1 p.244, Jon Lawrence ‘Individualism and Community in Historical Perspective’ (chapter in Austerity, Community Action, and the Future of Citizenship in Europe)
2 p.240, Jon Lawrence ‘Individualism and Community in Historical Perspective’ (chapter in Austerity, Community Action, and the Future of Citizenship in Europe)
3 Macfarlane, A. (1978). The origins of English individualism : The family, property and social transition / Alan Macfarlane. Oxford: Blackwell.
4 Ross McKibbin, Classes and Cultures: England 1918-1951 (Oxford: Oxford University Press, 1998), p.180
5 Sarah Williams, Religious Belief and Popular Culture in Southwark, c.1880-1939 (Oxford: Oxford University Press, 1999), p.37
6 p.17, Brodie, Marc. Neighbours, Distrust, and the State : What the Poorer Working Class in Britain Felt About Government and Each Other, 1860s to 1930s. First edition. Oxford: Oxford University Press, 2022. Print.

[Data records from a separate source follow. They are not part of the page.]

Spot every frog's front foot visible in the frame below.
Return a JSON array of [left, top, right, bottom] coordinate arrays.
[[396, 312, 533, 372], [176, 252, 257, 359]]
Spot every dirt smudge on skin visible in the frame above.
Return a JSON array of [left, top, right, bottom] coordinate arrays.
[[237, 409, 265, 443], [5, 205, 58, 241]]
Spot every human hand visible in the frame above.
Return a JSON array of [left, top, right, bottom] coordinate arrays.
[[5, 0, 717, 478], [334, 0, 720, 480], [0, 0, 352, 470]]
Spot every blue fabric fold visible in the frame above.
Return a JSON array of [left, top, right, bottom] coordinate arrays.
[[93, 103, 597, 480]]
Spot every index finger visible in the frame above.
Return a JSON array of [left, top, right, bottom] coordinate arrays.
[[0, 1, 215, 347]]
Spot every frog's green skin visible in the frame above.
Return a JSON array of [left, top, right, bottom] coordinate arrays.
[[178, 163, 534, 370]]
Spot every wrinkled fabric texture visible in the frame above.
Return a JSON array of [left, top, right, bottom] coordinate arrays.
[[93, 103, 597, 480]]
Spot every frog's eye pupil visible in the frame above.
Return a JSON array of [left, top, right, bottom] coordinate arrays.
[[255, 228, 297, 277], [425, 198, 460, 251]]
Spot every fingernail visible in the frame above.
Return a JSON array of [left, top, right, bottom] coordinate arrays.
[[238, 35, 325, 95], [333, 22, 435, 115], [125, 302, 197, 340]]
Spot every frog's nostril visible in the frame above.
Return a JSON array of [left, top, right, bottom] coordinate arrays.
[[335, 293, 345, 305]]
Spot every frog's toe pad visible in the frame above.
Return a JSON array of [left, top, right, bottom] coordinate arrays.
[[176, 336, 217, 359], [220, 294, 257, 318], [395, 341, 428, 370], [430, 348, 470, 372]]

7 p.243, Jon Lawrence ‘Individualism and Community in Historical Perspective’ (chapter in Austerity, Community Action, and the Future of Citizenship in Europe)
If we're all going to become boring eventually, I think that makes me, for the first time in my life, a trendsetter running ahead of the curve.
Very thought-provoking essay. The one thing it glosses over is that some old people are worse than boring—they can be controlling and cruel, and the burden always falls on daughters and daughters-in-law.
I know multiple women who face intense pressure to help their verbally abusive mothers-in-law with domestic tasks, and eventually, elder care, despite being treated horribly by the family. I get the sense that educated women receive the worst treatment sometimes. When you have an older woman who dedicated her life to homemaking and caregiving, faced with a daughter or DIL with a law degree (for example) it can cause resentment. I also think some parents and in-laws feel threatened when women have jobs and options, so they dial up the pressure in response. (I’m trying not to give personal details, but I am thinking of a few specific women I know—most, but not all, from traditional cultures).
I agree with the larger point, that we should place more value on family and generations helping each other. I will be there for my parents, and I hope my son cares about me when I’m old. But when I hear what some of my friends go through, I wish they would leave the situation.